6. The aforementioned 3D model, Computer-aided design models, and A reference model constructed from 3D medical images of the anatomical features in at least one posture, The method according to claim 1, wherein the method is any one of the following.
7. The detected 2D contour and, The predicted 2D contour line and, A step to generate the difference between, The method according to claim 1, further comprising:
8. The aforementioned anatomical features, Bone tissue, and Ligamentous tissue, The method according to claim 1, wherein the method is any one of the following.
9. The aforementioned anatomical abnormalities Fractures, and Ligament rupture, The method according to claim 1, wherein the method is any one of the following.

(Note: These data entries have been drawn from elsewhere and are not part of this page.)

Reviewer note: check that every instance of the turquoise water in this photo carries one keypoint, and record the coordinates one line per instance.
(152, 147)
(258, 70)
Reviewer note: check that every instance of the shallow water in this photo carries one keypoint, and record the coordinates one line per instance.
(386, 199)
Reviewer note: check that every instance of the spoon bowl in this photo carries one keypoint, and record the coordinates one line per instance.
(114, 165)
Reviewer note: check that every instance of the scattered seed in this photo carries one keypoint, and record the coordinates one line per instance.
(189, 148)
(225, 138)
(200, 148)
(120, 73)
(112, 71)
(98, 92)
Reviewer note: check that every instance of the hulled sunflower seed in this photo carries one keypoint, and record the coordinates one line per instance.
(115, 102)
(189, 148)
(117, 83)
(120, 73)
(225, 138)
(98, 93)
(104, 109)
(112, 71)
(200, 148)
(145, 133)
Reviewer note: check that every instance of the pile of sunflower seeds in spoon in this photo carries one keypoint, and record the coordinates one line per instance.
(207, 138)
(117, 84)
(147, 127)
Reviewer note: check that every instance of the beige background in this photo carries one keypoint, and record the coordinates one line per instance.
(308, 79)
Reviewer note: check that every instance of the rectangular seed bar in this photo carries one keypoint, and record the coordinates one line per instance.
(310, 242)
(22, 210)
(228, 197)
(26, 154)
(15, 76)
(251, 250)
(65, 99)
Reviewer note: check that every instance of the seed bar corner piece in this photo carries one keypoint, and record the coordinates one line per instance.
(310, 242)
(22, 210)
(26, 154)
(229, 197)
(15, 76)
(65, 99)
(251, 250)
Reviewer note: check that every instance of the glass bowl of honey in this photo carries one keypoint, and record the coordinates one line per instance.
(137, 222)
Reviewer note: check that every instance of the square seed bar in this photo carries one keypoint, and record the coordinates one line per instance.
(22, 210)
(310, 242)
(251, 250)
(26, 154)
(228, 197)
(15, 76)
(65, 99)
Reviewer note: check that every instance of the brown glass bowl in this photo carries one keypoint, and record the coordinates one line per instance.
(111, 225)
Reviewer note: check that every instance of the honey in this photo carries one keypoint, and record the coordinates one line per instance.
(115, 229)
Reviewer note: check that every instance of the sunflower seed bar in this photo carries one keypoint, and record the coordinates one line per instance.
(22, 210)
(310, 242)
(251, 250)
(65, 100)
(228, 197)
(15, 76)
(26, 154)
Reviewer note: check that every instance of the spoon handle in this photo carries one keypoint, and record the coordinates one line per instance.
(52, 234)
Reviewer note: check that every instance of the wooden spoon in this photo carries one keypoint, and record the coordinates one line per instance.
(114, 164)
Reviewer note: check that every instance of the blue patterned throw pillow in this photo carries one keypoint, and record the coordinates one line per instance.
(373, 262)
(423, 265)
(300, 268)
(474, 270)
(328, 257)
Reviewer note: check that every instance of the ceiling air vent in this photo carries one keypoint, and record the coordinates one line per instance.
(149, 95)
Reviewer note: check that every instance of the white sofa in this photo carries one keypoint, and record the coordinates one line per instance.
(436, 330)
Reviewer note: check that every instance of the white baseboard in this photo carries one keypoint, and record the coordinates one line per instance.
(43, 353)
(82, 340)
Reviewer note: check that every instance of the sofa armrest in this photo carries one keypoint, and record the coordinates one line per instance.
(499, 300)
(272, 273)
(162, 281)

10. The step of classifying the aforementioned anatomical abnormalities is: Weber classification, Pauwels classification, Smith and Colles classification, Salter-Harris classification, and AO / OTA classification, The method according to claim 3, wherein the anatomical abnormality is classified based on any one of the following.
11. The processor generates treatment advice based on the detected anatomical abnormality. The method according to claim 1, further comprising:
12. The method according to claim 1, wherein the medical image is an X-ray image.
13. A computer program having instructions for enabling a processor to perform the method according to any one of claims 1 to 12.
14. A system for detecting anatomical abnormalities in 2D medical images, comprising a processor configured to perform the method according to any one of claims 1 to 12.
15. The system according to claim 14, further comprising an X-ray source and an X-ray detector.